When a workflow is triggered over HTTP (such as a POST to /generate/full), the server reads request headers to set the parent for that run. If present, they are applied before the workflow starts so the root step has the correct parent.
| Header | Description |
|---|---|
workflow-parent-id |
Step ID of the parent. The root workflow step is emitted with this as its parent. |
workflow-parent-name |
Optional display name for the parent (workflow or function name). |
Example with curl:
curl -X POST http://localhost:8000/generate/full \
-H "workflow-parent-id: <parent-step-id>" \
-H "workflow-parent-name: Parent Workflow Name" \
-H "Content-Type: application/json" \
-d '{"input_message": "..."}'Use these headers when the caller (orchestrator, API gateway, or another workflow) has a step or span ID and wants the child workflow to appear under that step in traces.

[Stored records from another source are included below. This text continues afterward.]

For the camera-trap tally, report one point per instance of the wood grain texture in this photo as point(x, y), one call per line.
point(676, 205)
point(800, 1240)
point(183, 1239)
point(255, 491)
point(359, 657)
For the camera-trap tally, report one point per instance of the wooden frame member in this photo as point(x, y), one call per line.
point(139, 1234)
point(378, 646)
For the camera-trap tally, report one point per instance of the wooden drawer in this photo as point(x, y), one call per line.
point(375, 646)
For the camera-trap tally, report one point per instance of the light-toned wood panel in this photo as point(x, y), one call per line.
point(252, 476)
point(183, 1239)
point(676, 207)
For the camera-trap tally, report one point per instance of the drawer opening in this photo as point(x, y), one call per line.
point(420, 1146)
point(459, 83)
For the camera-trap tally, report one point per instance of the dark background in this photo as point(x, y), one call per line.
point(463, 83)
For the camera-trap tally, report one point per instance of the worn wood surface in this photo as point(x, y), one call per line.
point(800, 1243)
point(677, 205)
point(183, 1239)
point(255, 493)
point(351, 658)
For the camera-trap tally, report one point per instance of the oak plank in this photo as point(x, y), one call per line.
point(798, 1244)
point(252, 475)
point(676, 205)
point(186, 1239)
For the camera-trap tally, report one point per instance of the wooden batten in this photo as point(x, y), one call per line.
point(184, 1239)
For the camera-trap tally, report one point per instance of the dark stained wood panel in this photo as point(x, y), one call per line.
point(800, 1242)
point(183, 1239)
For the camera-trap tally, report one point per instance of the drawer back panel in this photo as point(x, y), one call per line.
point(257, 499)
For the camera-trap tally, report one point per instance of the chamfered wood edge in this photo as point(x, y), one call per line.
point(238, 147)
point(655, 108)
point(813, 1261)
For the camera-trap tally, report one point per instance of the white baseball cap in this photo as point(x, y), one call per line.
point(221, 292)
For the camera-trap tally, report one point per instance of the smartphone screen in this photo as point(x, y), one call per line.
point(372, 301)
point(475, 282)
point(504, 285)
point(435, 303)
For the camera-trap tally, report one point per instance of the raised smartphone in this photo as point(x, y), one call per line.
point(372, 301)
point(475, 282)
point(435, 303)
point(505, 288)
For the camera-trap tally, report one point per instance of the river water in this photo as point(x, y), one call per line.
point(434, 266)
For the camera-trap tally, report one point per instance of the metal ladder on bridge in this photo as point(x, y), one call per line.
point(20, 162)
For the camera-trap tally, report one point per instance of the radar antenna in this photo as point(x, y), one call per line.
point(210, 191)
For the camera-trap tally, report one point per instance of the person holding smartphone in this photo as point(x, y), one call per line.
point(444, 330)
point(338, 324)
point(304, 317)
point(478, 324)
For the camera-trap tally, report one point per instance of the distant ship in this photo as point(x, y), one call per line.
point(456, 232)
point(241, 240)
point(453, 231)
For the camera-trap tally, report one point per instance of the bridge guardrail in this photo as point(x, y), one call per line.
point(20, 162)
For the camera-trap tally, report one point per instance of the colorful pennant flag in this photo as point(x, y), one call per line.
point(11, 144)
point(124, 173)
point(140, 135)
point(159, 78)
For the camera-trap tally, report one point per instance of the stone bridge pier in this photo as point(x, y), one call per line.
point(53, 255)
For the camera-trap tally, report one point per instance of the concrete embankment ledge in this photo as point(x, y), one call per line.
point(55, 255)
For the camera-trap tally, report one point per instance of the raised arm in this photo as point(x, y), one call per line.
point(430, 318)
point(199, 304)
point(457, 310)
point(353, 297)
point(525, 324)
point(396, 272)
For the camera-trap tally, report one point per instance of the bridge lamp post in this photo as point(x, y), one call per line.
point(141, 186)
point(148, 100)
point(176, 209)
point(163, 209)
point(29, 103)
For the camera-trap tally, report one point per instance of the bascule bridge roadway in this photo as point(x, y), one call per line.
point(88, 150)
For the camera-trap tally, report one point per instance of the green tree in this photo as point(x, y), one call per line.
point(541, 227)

When your workflow calls a remote workflow (for example, by calling its /generate/full endpoint) and receives intermediate step data in the response, you can push those steps into the observability stream of the current run. That way, the steps of the remote workflow appear as part of the same trace tree.
Use the {py:meth}~nat.builder.intermediate_step_manager.IntermediateStepManager.push_intermediate_steps method from any code that runs inside the current workflow context. Pass the list of intermediate steps (for example, parsed from the remote response); they are injected into the event stream of the current run. The parent of the replayed root step is determined by how the remote was invoked: set workflow-parent-id and workflow-parent-name headers when calling the remote, or use session.run(parent_id=..., parent_name=...) when running a child workflow programmatically, so the trace tree links correctly.
from nat.builder.context import Context
# After calling a remote workflow (for example, /generate/full) and parsing
# the response into a list of IntermediateStep:
Context.get().intermediate_step_manager.push_intermediate_steps(remote_intermediate_steps)This is useful when you call a remote workflow and want its steps to appear under the trace of the current workflow in your observability backend, so you get one connected tree for the full request.